Последней инстанцией, куда можно было обратиться, оставался только руководитель экспедиции.
Связавшись по интеркому с мадам Стайн, Кийск услышал голос безмерно уставшей за долгий день женщины. И когда Стайн спросила, нельзя ли подождать с вопросом, который он собирался с ней обсудить, до завтра, Кийск не смог ей возразить. В первую очередь потому, что ему, собственно, нечего было сказать. Кто-нибудь уже наверняка указал руководителю экспедиции на флаг, неподвижно замерший на верхушке мачты с неестественно растянутым полотнищем. А добавить к этому Кийск мог разве что только собственные опасения, абсолютно беспочвенные, с точки зрения человека, видевшего в Лабиринте всего лишь артефакт, оставленный исчезнувшей цивилизацией. Чего доброго, скоро вся экспедиция станет считать Кийска законченным параноиком, свихнувшимся на идее угрозы, исходящей от Лабиринта.
Но и утром флаг с развернутым полотнищем, внушающий Кийску необъяснимую тревогу, был на месте. Точно так же оказался на месте и приставленный к Кийску охранник. Сегодня это был уже не тот приветливый парень, с которым Кийск мило беседовал накануне, а верзила почти на голову выше Кийска, с широченными плечами, лошадиной челюстью, расплющенным носом и маленькими глазками. В целом выражение лица сегодняшнего «спутника» Кийска можно было назвать туповатым. Таких исправных служак любят командиры за их исполнительность и непритязательность, но никто из них обычно не поднимается выше звания капрала.
В ответ на шутливое приветствие Кийска, которым он обычно встречал каждого нового своего охранника, десантник — на его бирке значилось имя «Гамлет Голомазов» — окинул Кийска тяжелым взглядом и противно скрипнул зубами. Из этого Кийск сделал вывод, что Гамлета можно отнести к разряду самых надежных исполнителей командирских приказов, дебила, от которого невозможно будет укрыться даже в туалете.
Так оно и вышло. Гамлет следовал за Кийском, не отставая ни на шаг, куда бы тот ни пошел. При этом он даже не пытался как-то замаскировать свое присутствие.
Идя по коридору, Кийск то и дело неожиданно останавливался, надеясь, что Гамлет не успеет вовремя замедлить шаг и ткнется ему в спину. Но, как выяснилось, реакция у десантника было отменная, — Кийску так ни разу и не удалось его подловить.
— Что ты думаешь по этому поводу? — указав на мачту с неподвижно застывшим в воздухе флагом, спросил Кийск у своего охранника.
Вопрос был чисто риторический, поэтому Кийск оказался несказанно удивлен и даже в какой-то степени озадачен, когда десантник Голомазов раздвинул плотно сжатые губы и медленно низким, утробно звучащим голосом, похожим на звериный рык, произнес:
— Мне это не нравится.
— Ты знаешь, мне тоже, — проронил Кийск после паузы, которая потребовалась ему для того, чтобы прийти в себя.
За то время, что Кийск провел в обществе Гамлета, у него сложилось твердое убеждение, что приставленный к нему десантник не способен связать и пару слов, а в случае необходимости объясняется междометиями и жестами.
— А почему не нравится? — спросил Кийск, на этот раз уже надеясь услышать ответ.
Но Гамлет вновь обманул его ожидания.

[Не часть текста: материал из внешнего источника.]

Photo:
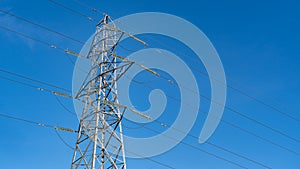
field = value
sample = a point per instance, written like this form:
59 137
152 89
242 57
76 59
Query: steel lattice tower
99 143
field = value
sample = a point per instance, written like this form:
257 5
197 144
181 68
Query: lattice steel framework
99 143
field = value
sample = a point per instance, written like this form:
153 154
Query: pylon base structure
99 144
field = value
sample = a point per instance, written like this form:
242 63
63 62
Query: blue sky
258 44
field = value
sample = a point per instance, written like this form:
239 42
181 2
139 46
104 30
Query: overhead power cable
222 120
41 26
34 80
204 73
56 127
226 107
71 53
38 124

Вместо того чтобы что-то сказать, он стиснул зубы и отвернулся в сторону: то ли решил, что тема разговора исчерпана, то ли уже перебрал отведенный на данный час лимит слов.

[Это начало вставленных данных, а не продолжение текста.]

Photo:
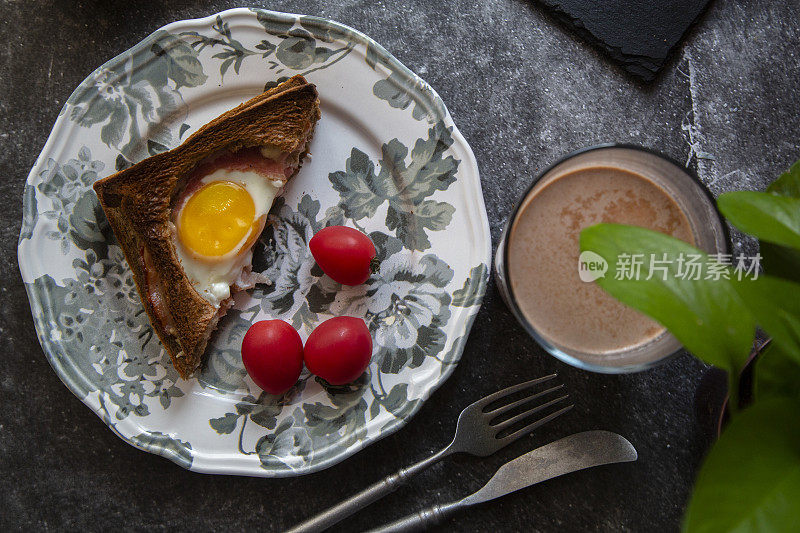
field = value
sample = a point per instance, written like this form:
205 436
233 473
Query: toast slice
139 203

Подождав какое-то время и убедившись в том, что ответа не будет, Кийск неопределенно хмыкнул и еще раз глянул за окно на мачту с флагом. Ситуация оставалась неизменной в течение суток, и это позволяло надеяться, что она не повлечет за собой никаких необратимых последствий. Кто его знает, может быть, и в самом деле причиной всему являются воздушные потоки, как-то очень уж своеобразно распределяющиеся над каменной пустыней. Кийску очень хотелось в это верить, но неуемный червячок сомнения без устали продолжал бередить душу.
Не допуская даже мысли, что Гамлет оставит его в одиночестве, но при этом и не предпринимая новых попыток вступить в контакт со своим соглядатаем, Кийск направился к переходу, ведущему в жилой корпус станции, где находилась столовая. Согласно расписанию, Кийск завтракал вместе с последней сменой, в которую входил главным образом свободный от работы и дежурства персонал станции.